En eso piensa mientras sube a la bici, acciona los pedales y se dirige por la vereda hasta la esquina. Ya bajando por la rampa, presiona los frenos para no darse de cabeza contra los autos que pasan. Tiene que torcer rápidamente el manubrio porque los frenos no funcionan. Cierto, ya lo sabía, se olvidó con el apuro. Casi pierde el equilibrio. Qué va a ser, no hay tiempo de arreglar los frenos ahora. No pasa nada, ayer anduvo sin frenos también y no pasó nada.

La cara de Rita aparece en ese momento en el aire, como la sonrisa del gato de Alicia. Pero no sonríe: la mira con el mismo gesto con que la miró anoche, cuando Ana fue a cenar con ella, los ojos enojados adentro de los anteojitos de carey. Esa cara le puso cuando Ana le contó que había pedaleado por toda la ciudad con la bici sin frenos. Le contó que, en un momento, venía andando cuesta abajo por una avenida y se encontró con que el semáforo estaba en rojo. Un río de autos pasaba por la calle perpendicularmente. No tenía forma de frenar. Se dijo: Y bueno, fue lindo mientras duró, deslizándose calle abajo a toda velocidad hacia los coches en movimiento. Casi en la esquina, el semáforo cambió a verde, los autos se detuvieron y ella pasó de largo, vivita y coleando. ¡Otra oportunidad! ¡Otra oportunidad! coreaba interior-mente, confirmando su buena estrella.

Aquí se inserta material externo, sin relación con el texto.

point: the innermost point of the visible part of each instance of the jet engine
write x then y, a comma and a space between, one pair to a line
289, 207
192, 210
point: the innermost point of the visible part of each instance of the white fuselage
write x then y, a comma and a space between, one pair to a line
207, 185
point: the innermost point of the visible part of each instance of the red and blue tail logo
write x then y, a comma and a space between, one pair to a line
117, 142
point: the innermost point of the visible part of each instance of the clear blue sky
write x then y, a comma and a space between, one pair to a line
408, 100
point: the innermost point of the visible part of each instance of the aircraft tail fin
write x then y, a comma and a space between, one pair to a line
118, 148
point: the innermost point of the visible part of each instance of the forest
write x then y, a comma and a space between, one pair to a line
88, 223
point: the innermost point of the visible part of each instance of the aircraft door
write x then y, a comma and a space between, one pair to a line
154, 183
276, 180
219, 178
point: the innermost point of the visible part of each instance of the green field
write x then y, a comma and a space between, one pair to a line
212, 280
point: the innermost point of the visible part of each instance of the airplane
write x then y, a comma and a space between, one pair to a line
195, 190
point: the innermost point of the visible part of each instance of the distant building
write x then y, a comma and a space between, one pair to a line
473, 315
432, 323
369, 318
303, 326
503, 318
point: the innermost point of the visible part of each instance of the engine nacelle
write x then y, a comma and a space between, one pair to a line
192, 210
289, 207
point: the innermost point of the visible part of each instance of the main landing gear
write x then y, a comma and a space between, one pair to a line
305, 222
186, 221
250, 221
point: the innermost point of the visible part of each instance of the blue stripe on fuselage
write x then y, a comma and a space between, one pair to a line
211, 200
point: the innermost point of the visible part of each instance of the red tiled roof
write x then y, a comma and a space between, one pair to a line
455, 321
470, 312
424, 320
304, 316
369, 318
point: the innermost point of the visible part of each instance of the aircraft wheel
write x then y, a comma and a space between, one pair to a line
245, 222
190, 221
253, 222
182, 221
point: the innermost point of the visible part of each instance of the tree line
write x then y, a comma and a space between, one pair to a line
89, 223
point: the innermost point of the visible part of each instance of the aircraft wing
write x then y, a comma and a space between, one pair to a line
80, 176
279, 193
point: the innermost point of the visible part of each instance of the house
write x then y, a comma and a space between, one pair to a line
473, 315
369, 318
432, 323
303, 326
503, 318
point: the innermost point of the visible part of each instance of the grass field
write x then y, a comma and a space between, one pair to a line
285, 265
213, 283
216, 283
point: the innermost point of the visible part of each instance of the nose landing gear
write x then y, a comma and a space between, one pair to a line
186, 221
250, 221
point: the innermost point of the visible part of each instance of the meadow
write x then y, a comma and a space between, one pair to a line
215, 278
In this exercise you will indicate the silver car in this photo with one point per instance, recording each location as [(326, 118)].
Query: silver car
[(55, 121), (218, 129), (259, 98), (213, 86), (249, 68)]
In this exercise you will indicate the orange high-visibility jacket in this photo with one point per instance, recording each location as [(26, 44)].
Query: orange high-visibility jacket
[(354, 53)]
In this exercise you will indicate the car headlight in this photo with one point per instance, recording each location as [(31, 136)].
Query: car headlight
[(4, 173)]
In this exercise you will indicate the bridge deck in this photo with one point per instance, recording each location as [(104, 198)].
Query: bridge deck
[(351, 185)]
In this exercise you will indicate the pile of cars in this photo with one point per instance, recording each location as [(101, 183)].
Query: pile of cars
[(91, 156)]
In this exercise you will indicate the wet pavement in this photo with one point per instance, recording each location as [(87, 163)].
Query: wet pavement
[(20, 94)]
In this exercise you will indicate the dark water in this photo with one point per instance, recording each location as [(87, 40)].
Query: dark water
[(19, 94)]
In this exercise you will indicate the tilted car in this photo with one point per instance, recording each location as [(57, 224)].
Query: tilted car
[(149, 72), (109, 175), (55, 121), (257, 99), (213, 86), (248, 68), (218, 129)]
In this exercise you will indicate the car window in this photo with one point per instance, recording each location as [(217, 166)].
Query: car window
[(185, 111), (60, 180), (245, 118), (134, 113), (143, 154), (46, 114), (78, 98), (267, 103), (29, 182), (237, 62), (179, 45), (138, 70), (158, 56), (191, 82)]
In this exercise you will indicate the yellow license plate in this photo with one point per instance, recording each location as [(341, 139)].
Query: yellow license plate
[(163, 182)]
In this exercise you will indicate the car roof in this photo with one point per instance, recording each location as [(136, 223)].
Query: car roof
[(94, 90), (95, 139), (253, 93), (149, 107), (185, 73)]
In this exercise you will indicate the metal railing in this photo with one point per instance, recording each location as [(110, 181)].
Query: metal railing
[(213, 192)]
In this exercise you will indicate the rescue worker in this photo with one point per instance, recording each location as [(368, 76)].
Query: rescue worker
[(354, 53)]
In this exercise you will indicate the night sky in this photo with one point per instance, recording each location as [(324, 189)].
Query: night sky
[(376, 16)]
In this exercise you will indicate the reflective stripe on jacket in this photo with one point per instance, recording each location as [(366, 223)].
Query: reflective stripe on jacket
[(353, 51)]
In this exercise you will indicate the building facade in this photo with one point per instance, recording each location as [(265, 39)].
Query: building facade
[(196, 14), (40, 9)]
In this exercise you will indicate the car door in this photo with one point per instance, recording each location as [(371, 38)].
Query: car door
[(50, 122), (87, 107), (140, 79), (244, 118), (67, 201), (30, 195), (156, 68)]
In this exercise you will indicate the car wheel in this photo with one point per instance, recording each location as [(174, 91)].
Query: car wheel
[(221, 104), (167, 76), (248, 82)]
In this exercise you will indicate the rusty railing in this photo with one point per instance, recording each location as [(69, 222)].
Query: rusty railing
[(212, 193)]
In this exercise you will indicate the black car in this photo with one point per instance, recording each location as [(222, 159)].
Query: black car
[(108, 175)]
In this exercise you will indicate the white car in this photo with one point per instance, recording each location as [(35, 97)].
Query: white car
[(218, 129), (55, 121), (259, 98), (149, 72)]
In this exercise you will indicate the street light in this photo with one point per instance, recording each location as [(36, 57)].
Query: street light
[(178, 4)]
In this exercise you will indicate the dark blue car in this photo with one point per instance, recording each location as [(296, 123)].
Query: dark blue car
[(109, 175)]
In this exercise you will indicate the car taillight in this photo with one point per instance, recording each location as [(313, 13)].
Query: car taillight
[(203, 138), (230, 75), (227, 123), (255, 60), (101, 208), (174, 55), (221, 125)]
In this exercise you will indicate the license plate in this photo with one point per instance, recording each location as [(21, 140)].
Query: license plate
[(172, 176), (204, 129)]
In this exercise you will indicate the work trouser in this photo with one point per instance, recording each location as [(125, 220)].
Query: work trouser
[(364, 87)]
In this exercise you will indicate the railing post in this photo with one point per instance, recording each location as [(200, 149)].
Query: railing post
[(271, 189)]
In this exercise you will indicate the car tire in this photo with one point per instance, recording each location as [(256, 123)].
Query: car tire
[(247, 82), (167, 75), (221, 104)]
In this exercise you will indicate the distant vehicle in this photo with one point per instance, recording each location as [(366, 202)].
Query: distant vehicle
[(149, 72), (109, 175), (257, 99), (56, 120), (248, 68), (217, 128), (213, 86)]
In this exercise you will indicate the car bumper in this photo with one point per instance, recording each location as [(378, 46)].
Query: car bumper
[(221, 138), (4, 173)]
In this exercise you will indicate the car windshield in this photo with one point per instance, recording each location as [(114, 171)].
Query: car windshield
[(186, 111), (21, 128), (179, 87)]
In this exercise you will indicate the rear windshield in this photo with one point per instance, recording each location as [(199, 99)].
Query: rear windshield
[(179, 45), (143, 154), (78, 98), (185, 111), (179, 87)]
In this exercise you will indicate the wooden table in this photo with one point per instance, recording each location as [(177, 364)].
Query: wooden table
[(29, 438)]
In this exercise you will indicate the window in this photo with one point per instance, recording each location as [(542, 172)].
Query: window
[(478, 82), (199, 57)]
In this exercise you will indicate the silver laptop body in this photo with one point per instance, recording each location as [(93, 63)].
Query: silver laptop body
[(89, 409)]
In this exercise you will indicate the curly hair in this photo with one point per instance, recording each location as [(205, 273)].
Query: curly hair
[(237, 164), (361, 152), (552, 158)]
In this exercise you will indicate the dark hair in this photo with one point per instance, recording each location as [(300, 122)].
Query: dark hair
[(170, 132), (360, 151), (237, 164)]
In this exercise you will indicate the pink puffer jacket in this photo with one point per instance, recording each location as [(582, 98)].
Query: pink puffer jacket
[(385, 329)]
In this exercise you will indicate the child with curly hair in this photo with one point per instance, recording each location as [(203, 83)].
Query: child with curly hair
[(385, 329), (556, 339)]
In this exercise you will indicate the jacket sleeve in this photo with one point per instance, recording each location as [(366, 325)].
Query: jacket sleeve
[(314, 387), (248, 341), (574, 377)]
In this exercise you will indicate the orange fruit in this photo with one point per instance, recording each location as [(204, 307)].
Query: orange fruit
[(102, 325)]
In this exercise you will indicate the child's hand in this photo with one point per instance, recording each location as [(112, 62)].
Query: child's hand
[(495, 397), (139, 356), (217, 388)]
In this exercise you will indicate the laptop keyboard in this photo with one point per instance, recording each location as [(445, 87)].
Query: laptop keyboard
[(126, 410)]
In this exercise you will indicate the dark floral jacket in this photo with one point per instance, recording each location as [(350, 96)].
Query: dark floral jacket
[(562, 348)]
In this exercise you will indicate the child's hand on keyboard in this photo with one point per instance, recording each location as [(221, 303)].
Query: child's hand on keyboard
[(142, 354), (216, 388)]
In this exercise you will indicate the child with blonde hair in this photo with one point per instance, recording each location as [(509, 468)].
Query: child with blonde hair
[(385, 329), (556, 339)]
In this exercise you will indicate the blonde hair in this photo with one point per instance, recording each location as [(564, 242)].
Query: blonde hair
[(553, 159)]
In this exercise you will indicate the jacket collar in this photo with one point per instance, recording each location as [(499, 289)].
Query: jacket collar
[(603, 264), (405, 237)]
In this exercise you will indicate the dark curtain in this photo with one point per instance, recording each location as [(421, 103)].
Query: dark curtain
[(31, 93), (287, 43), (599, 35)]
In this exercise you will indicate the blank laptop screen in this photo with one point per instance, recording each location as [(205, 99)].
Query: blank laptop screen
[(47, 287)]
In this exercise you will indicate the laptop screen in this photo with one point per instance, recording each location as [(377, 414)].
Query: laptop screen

Cuando oyó la historia de su amiga, Rita se rio bastante. Pero enseguida puso esa cara que ahora se le aparece a Ana en el cielo. No se lo dijo, pero no hacía falta que se lo dijera. El mensaje era: ni se te ocurra volver a subirte a esa bicicleta sin asegurarte de que podés parar. Rita era así, cauta, prudente: miedosa. Lo que sí le dijo Rita cuando Anabella se fue de su casa en esa misma bici sin frenos, a las tres de la mañana, fue:

—A ver qué hacés con esa otra oportunidad, amiga.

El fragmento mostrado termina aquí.